Bismillah
İlim, insan hayatında çok önemli yer tutar. Karanlıkta yürüyen birinin önünü görmesi için elinde tuttuğu fener gibidir. Işık olmadan karanlıkta yürüyen kişinin önünü göremediği ve her türlü kazayla karşı karşıya kalabileceği gibi, bilgi sahibi olmadan da hayatın hakikatleri bilinemez ve hak üzere bir yaşam sürdürülemez. Nitekim vahiy yoluyla gelen bilgilerden habersiz olan veya gereği gibi haberdar olmayan kişi; Allah'ın (cc) varlığı ve sıfatları, kainatın yaratılışı, insanın varlık sebebi ve ahiret alemi gibi konularda ya hiçbir şey bilmeyecek veya eksik ve yanlış bilgilere sahip olacaktır.

Bundan dolayı da din, iman, amel ve ahlaki değerler ile ilgili gerçekleri yeteri kadar bilmeyecek ve bunların gereklerini hakkıyla yerine getiremeyecektir. Halbu ki insanın inancı ve hayatı, vahiyle gelen bilgilere göre şekil almalıdır. Çünkü bu dünya hayatı imtihandan ibarettir ve bu imtihanı kazanmanın yolu, yaşantıyı vahye uydurmakla mümkündür.

Bunun içindir ki İslam ilme çok önem vermiş ve ilim öğrenme konusunda bütün Müslümanları sorumlu tutmuştur. İlk inen ayetlerin okuma ve öğrenme ilgili olması da bunun açık bir göstergesidir. Söz konusu ayetlerin meali şu şekildedir: 'Yaratan Rabbinin adıyla oku! O, insanı bir kan pıhtısından yarattı. Oku! Rabbin sonsuz kerem sahibidir.
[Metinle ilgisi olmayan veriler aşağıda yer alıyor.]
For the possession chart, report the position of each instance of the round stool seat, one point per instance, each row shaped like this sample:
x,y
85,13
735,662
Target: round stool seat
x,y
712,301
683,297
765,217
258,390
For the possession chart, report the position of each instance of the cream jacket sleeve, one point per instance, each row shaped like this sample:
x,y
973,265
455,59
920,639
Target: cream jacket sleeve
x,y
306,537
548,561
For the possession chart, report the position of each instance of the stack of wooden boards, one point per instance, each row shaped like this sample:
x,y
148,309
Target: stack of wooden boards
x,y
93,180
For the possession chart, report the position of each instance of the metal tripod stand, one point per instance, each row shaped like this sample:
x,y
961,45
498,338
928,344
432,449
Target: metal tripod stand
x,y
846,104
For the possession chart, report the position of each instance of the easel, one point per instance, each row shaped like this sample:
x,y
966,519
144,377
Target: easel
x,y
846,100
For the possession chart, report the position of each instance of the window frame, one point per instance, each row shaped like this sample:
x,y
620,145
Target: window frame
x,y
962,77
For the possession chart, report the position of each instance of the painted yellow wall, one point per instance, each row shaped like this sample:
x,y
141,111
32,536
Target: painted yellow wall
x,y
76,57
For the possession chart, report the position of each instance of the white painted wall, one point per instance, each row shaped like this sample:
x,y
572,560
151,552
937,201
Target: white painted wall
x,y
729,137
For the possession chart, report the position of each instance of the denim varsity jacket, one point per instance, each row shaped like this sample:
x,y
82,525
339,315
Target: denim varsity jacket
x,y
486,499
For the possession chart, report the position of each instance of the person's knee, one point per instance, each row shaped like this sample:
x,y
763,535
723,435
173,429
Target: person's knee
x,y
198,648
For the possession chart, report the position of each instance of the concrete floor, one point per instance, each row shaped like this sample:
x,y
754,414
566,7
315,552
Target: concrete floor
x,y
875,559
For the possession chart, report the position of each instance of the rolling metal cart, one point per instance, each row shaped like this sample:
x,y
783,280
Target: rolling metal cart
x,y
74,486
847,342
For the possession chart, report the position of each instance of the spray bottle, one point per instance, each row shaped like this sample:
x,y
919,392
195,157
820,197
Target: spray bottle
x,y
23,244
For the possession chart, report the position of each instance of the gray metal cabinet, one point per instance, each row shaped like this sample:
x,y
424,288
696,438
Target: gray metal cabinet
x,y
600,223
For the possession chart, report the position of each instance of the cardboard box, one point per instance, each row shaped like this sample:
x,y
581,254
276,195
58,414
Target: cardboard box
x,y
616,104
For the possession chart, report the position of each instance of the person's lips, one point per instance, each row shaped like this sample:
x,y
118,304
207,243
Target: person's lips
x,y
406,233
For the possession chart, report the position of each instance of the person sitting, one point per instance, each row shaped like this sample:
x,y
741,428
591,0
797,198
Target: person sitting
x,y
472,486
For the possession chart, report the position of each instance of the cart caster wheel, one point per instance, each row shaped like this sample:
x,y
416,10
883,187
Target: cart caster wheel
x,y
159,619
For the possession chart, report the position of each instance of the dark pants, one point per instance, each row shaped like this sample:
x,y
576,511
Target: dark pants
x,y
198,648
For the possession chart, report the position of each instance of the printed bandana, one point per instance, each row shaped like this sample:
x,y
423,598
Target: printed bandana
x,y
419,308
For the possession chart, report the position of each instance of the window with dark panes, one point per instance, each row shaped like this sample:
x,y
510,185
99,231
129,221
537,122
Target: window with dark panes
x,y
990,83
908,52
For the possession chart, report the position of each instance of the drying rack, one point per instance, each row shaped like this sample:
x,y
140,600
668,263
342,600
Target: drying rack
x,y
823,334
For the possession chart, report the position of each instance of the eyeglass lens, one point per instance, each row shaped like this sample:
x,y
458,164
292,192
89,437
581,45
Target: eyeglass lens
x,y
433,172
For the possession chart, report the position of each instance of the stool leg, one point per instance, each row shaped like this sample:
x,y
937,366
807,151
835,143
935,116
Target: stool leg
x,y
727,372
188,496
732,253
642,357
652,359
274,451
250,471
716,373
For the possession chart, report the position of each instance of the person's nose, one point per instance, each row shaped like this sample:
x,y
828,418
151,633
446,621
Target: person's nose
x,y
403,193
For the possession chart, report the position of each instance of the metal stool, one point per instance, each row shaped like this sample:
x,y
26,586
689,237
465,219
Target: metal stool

Ki O, kalemle (yazmayı) öğretti. İnsana bilmediklerini öğretti…' (Alak 1–5)
Konuyla ilgili bir hadisinde Rasulullah (sav) de şöyle buyurmuştur: 'İlim öğrenmek her Müslümana farzdır. ' (Müsned–i Ebu Hanife, ilim bölümü)

Bu sebeple Müslüman ilme çok önem vermelidir. Bunun için de okuyup öğrenmeye gayret etmelidir. Ancak burada şu hususu hatırlatmakta fayda vardır ki; okunan her kitap ve öğrenilen her konu, İslam'ın emrettiği ve dolayısıyla Müslümanın öğrenmekle mükellef olduğu ilim kapsamında değildir.
Burada dikkat edilmesi gereken şey şudur ki, öncelikle ve özellikle öğrenilmesi gereken ilim; farz kılınan, Allah'ın (cc) rızasına uluştıracak, İslam'a ve Müslümanlara fayda verecek ilim olmalıdır.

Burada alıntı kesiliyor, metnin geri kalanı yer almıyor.